The Ford Ranger Raptor has visited Litchfield tuners... to collect a Porsche 911 engine
Well, it finally happened. I used the mighty Raptor as a truck to do truck things. And it was such a success that I’m planning other things to make the most of its utility. Both the Raptor and I are walking a little taller, feeling more rugged. We are creatures of action and purpose. Well, sometimes. Very rarely.
The glorious day started unremarkably enough. Grey, cold, light drizzle. Luckily the Raptor is a very welcome sight on a winter’s day. Climbing up into the driver’s seat (and it is quite a climb. You sit much higher than most SUVs and really need the running board) creates a sense of elevated invincibility. Plus, the heated seats are nuclear and the heated steering wheel works very well, too.

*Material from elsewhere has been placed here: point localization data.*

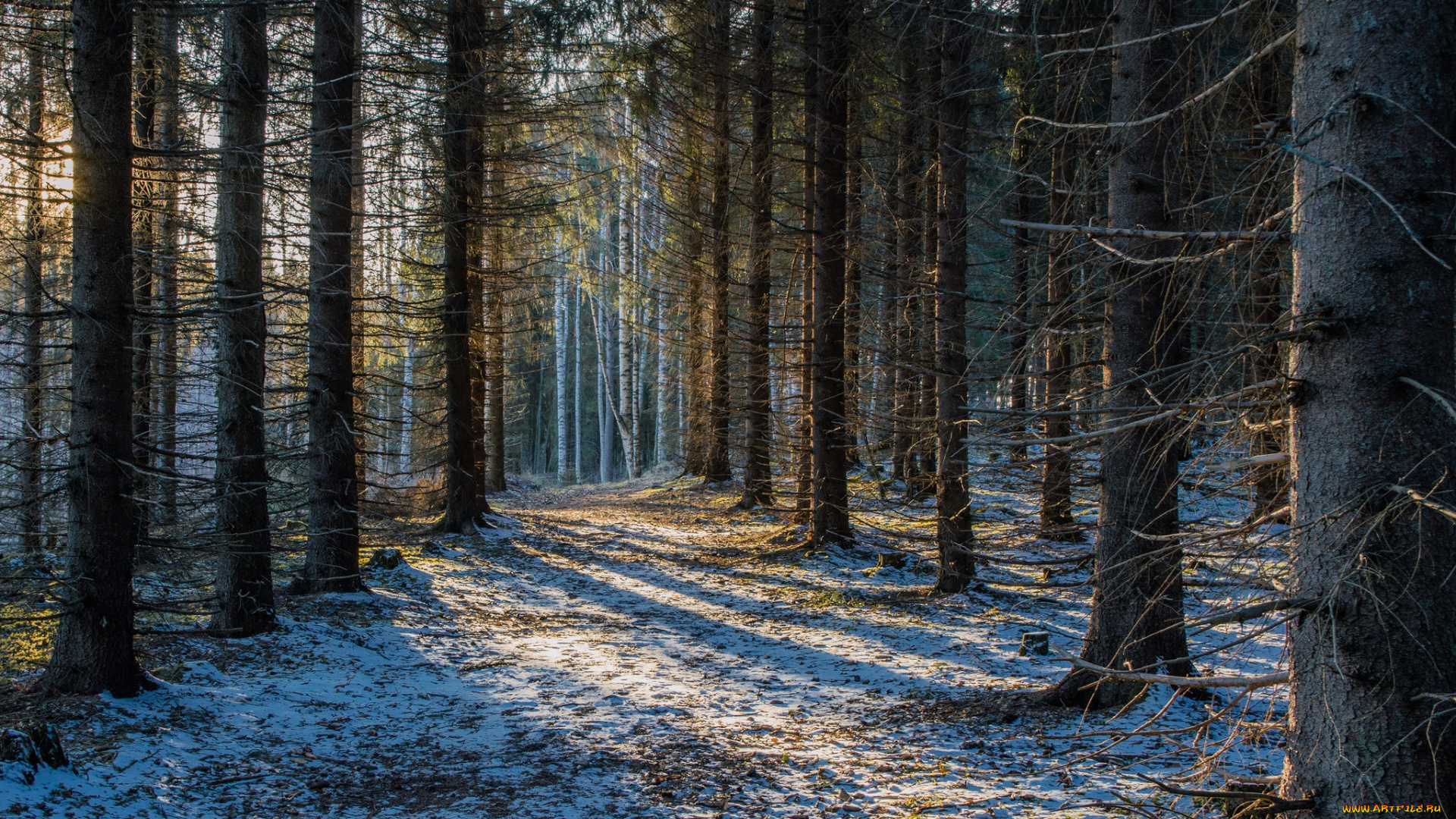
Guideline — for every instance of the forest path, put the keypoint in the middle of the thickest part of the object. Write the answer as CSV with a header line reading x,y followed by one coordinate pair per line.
x,y
607,651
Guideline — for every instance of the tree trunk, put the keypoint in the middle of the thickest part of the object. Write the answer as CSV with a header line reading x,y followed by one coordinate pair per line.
x,y
168,249
245,567
331,563
561,335
952,506
33,248
830,515
804,479
92,649
460,318
1373,287
495,359
1138,583
908,254
576,384
1056,522
758,482
145,257
695,444
715,466
604,422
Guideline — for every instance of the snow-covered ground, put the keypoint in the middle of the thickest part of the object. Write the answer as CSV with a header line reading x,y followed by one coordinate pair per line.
x,y
618,653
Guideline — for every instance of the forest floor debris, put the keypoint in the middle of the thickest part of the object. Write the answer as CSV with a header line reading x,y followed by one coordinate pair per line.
x,y
629,651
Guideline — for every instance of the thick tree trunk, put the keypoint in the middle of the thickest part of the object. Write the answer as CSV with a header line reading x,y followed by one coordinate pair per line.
x,y
460,316
577,397
33,249
693,426
495,365
1056,469
758,482
245,567
952,507
92,649
146,223
1138,583
168,249
804,468
561,338
604,420
908,256
715,466
331,563
1264,306
1373,287
830,515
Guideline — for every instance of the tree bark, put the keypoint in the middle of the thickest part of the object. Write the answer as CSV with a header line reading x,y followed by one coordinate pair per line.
x,y
561,337
146,223
952,506
1138,583
495,356
33,249
1372,91
715,466
804,477
1056,522
245,567
92,649
168,248
460,316
830,515
908,256
331,563
758,482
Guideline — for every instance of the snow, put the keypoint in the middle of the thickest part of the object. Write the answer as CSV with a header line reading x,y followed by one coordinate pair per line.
x,y
595,657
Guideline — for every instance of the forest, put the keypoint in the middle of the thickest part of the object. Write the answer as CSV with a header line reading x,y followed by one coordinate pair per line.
x,y
727,409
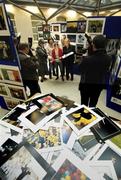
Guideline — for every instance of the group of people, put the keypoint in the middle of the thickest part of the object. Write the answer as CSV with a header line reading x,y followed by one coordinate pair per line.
x,y
93,69
52,54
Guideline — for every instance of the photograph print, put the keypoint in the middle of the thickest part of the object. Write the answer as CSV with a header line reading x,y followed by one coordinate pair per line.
x,y
72,27
95,25
17,92
6,53
81,26
81,119
23,164
45,140
11,75
3,22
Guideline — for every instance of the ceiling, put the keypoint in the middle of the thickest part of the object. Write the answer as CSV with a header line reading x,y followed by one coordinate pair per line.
x,y
89,5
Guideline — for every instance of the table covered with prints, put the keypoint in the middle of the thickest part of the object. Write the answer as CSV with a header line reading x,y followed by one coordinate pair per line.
x,y
52,138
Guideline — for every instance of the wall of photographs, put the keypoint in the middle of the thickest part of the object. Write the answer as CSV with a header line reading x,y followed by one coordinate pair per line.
x,y
11,85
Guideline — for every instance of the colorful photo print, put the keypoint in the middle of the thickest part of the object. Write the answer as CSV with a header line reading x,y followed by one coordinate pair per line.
x,y
3,21
70,171
6,149
45,140
48,104
5,49
95,26
87,142
11,103
10,120
11,74
81,26
108,154
63,28
3,90
56,28
22,165
17,92
80,38
72,27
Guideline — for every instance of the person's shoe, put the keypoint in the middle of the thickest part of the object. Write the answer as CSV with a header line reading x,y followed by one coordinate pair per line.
x,y
56,78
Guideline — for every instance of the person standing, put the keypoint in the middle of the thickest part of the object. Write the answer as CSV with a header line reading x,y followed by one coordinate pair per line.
x,y
57,54
42,59
28,69
94,70
68,62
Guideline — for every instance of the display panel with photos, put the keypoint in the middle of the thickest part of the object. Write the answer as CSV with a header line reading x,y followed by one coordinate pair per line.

The first leg of the journey was a simple 80-mile motorway schlep in company with my old Porsche 996 Carrera. Not much to report other than how HUGE the Raptor looks next to a 27-year old 911. In fact, it is huge. Over 100mm longer than a Range-Rover in long wheelbase configuration, for example. The Raptor doesn’t quite have Autobiography-levels of refinement but there’s little of the separate chassis shudder than you might expect. In this respect it’s much better than the full size F-150 Raptor available in the US.
Our destination was Litchfield, renowned tuner for Nissan GT-R and now Porsche, McLaren, BMW and anything else with four-wheels. They are the mad geniuses behind my 991 Carrera S-powered and wholly OTT 996. Which means they’ve also had my old broken 3.4-litre engine cluttering up their storage area for some time. So, the Raptor’s job was to bring it home to put in another storage area for an open-ended amount of time with the pretence I might rebuild it and sell it on. I’m sure I’ll throw it away in a few years' time!

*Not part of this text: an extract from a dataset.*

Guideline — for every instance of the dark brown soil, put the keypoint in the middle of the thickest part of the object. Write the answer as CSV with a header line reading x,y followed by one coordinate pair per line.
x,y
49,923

The Raptor accepted the palette and forlorn flat-six with room to spare and despite the clearly much lower ride height once loaded, the powertrain barely seemed to notice. In some ways the truck felt a little better. The ride quality more settled, creating an even more relaxing journey on the way home. The afterglow of using a hand-pumped forklift and doing manual labour things probably helped, too.
As it turned out I had to drive around with the engine in the bed for several days. This curtailed my usual driving style, but did reinforce the Raptor’s effortless abilities. Five-up and with a heavy old lump in the back, the Ford barely shrugged. Although I am naturally prejudiced against huge, heavy vehicles purporting to be family cars, I have to admit that having the Raptor around is very appealing indeed. As much for the theoretical ability as for actually deploying it. Off-road, towing, loaded-up with stuff, sliding heroically around on tarmac, sand, mud or rocks… as a car for the apocalypse, the Raptor is hard to beat. Not bad on a drizzly Monday morning in Northamptonshire, either.